When May Teachers Use Reasonable Force?

A client recently contacted us with the following situation and questions:  “A teacher broke up a ‘fight’ at school yesterday.  In doing so, he put his hand on one boy’s neck/shoulder to separate him from hitting the other student.  Today, Dad comes on campus and reports to the principal that the teacher put his hands on his son’s neck and that he was going to file a complaint through the sheriff’s department.  Dad then went to the teacher’s classroom and made the following threat:  ‘Don’t you ever touch my kid again!’  We have placed the teacher on paid administrative leave while this is under investigation.  Does a teacher have a responsibility to intervene in situations such as this in order to prevent further injury to students or self?  When may a teacher use physical force to protect students?”

The short answer to these questions is that the Dad is wrong.  The Education Code recognizes that teachers (and other certificated employees) have a responsibility to intervene physically in order to protect students.  A teacher may use reasonable force in order to quell a disturbance, protect others, in self-defense or to take possession of weapons.

Education Code section 44807 provides that “Every teacher in the public schools shall hold pupils to a strict account for their conduct on the way to and from school, on the playgrounds, or during recess.  A teacher, vice principal, principal, or any other certificated employee of a school district, shall not be subject to criminal prosecution or criminal penalties for the exercise, during the performance of his duties, of the same degree of physical control over a pupil that a parent would be legally privileged to exercise but which in no event shall exceed the amount of physical control reasonably necessary to maintain order, protect property, or protect the health and safety of pupils, or to maintain proper and appropriate conditions conducive to learning.” The provisions of this section are in addition to and do not supersede the provisions of Section 49000.  (Emphasis added.)
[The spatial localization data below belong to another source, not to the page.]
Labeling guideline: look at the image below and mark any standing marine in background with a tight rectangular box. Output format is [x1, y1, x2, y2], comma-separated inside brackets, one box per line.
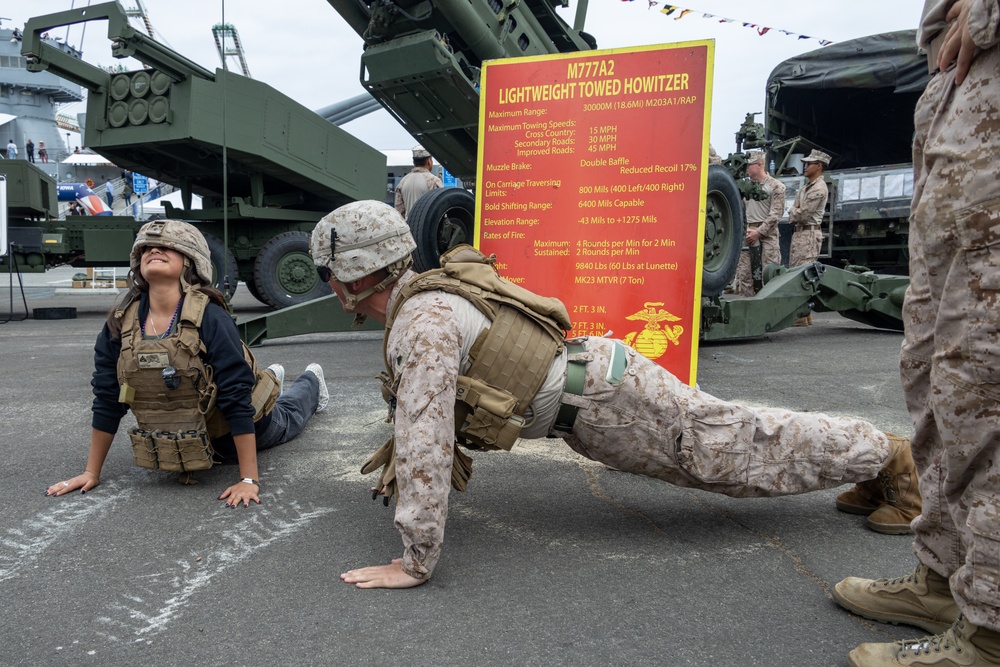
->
[787, 148, 831, 325]
[732, 150, 787, 297]
[394, 145, 443, 219]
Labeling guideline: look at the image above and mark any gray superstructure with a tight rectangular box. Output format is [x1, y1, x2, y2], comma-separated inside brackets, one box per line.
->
[0, 24, 83, 179]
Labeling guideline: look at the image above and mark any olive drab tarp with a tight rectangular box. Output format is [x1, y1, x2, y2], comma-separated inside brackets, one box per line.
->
[766, 30, 931, 169]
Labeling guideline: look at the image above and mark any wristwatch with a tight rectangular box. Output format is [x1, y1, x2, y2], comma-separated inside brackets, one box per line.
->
[239, 477, 259, 487]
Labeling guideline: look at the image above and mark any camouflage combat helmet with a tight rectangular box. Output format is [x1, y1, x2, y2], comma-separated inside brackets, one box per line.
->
[130, 220, 213, 285]
[310, 201, 416, 309]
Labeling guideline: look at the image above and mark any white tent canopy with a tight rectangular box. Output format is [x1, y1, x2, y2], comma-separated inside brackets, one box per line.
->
[0, 113, 15, 128]
[62, 152, 115, 166]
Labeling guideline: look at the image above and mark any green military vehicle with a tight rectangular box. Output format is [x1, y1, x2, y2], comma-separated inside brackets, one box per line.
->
[8, 0, 746, 318]
[764, 30, 930, 273]
[7, 2, 909, 342]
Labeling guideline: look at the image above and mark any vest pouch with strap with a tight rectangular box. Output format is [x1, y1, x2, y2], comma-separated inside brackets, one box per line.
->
[455, 376, 521, 451]
[368, 245, 570, 497]
[204, 342, 281, 438]
[128, 427, 158, 469]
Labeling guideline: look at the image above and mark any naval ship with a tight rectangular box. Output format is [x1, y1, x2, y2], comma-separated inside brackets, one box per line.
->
[0, 21, 84, 181]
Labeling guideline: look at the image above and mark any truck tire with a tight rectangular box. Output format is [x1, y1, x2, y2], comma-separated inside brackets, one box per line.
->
[406, 188, 476, 272]
[244, 275, 264, 303]
[702, 165, 745, 296]
[203, 233, 239, 299]
[253, 231, 332, 309]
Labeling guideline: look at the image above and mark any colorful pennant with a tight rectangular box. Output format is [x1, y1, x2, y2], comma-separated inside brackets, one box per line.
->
[614, 1, 835, 45]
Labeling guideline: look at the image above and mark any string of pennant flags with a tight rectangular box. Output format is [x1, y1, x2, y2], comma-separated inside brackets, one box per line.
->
[622, 1, 834, 46]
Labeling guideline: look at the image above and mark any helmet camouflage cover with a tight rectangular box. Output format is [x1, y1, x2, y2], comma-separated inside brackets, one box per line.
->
[310, 200, 416, 283]
[130, 220, 213, 285]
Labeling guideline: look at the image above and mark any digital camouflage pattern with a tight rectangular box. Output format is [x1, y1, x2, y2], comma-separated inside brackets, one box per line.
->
[130, 220, 213, 285]
[903, 0, 1000, 632]
[788, 178, 829, 267]
[394, 167, 443, 219]
[310, 201, 416, 282]
[733, 174, 787, 296]
[556, 337, 888, 497]
[382, 274, 896, 580]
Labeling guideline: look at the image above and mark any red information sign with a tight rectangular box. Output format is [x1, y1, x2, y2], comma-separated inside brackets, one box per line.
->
[476, 42, 713, 385]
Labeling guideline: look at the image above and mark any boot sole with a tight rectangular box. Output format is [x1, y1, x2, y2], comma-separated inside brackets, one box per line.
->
[867, 520, 914, 535]
[831, 585, 954, 634]
[836, 499, 878, 515]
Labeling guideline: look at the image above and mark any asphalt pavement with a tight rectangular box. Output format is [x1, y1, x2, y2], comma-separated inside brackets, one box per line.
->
[1, 271, 919, 667]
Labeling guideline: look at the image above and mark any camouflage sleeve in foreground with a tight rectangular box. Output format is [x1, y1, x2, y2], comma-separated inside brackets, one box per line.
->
[386, 292, 463, 580]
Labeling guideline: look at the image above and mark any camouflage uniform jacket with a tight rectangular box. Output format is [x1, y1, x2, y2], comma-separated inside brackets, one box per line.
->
[744, 174, 786, 238]
[384, 270, 566, 579]
[787, 177, 828, 227]
[394, 167, 444, 218]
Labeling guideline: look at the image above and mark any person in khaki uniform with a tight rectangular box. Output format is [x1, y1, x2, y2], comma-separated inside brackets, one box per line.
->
[393, 145, 443, 219]
[308, 201, 921, 590]
[831, 1, 1000, 665]
[732, 151, 787, 297]
[787, 149, 830, 325]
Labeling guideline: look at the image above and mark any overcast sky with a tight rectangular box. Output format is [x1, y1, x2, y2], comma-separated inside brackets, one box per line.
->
[9, 1, 925, 157]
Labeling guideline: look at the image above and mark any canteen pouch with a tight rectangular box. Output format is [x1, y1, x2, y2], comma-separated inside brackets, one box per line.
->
[128, 427, 158, 470]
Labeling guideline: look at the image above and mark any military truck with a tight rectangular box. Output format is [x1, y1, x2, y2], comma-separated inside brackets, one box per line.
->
[9, 0, 746, 313]
[761, 30, 930, 273]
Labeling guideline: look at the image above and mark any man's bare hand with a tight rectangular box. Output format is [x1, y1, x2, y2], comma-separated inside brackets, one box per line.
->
[939, 0, 978, 84]
[340, 558, 426, 589]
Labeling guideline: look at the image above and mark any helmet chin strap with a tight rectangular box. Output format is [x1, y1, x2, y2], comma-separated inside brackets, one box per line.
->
[335, 257, 412, 328]
[179, 257, 192, 290]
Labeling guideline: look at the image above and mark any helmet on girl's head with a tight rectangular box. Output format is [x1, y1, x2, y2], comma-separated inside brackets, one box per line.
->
[130, 220, 213, 285]
[310, 200, 416, 283]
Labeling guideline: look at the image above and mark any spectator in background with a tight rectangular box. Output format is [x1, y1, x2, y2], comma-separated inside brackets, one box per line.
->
[26, 139, 35, 163]
[394, 145, 443, 219]
[38, 141, 48, 163]
[123, 178, 134, 207]
[6, 139, 17, 160]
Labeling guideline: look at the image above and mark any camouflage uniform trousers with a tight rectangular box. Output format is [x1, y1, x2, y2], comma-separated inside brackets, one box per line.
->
[788, 227, 822, 268]
[732, 232, 781, 297]
[903, 44, 1000, 632]
[552, 337, 889, 496]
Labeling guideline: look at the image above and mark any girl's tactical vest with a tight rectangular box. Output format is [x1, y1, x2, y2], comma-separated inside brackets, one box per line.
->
[363, 245, 572, 500]
[116, 289, 279, 473]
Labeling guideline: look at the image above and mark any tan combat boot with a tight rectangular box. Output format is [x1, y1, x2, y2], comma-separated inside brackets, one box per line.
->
[848, 615, 1000, 666]
[832, 563, 959, 634]
[836, 433, 922, 534]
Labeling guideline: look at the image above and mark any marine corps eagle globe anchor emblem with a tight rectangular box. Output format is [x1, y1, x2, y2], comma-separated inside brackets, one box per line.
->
[623, 301, 684, 360]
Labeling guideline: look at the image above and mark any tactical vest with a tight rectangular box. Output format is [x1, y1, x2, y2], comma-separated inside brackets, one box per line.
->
[383, 245, 572, 451]
[362, 246, 572, 502]
[116, 289, 280, 473]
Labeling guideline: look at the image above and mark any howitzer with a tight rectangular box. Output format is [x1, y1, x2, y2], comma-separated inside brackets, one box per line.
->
[700, 262, 906, 340]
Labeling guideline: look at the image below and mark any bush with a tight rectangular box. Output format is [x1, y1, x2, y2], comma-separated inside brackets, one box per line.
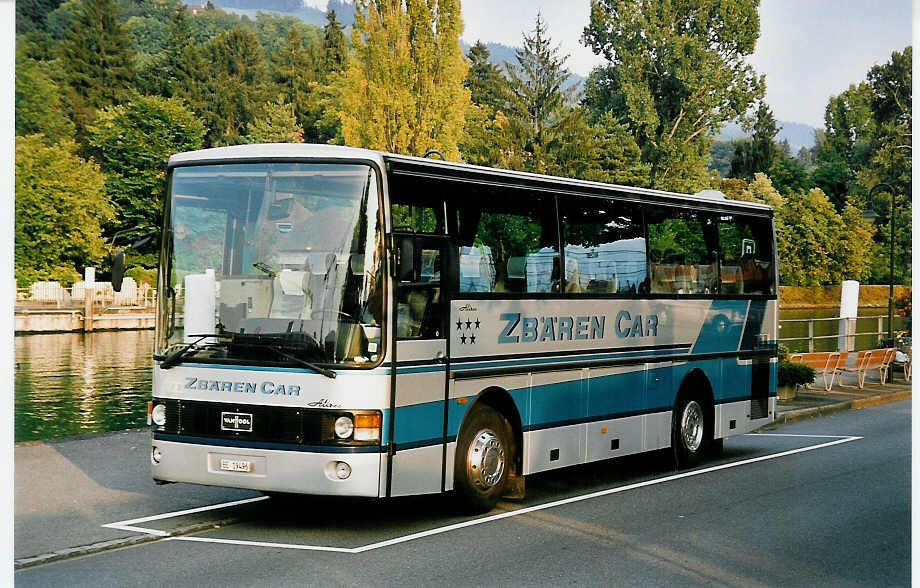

Education Code section 49001(a) provides in pertinent part, “An amount of force that is reasonable and necessary for a person employed by or engaged in a public school to quell a disturbance threatening physical injury to persons or damage to property, for purposes of self-defense, or to obtain possession of weapons or other dangerous objects within the control of the pupil, is not and shall not be construed to be corporal punishment within the meaning and intent of this section.”  (Emphasis added.)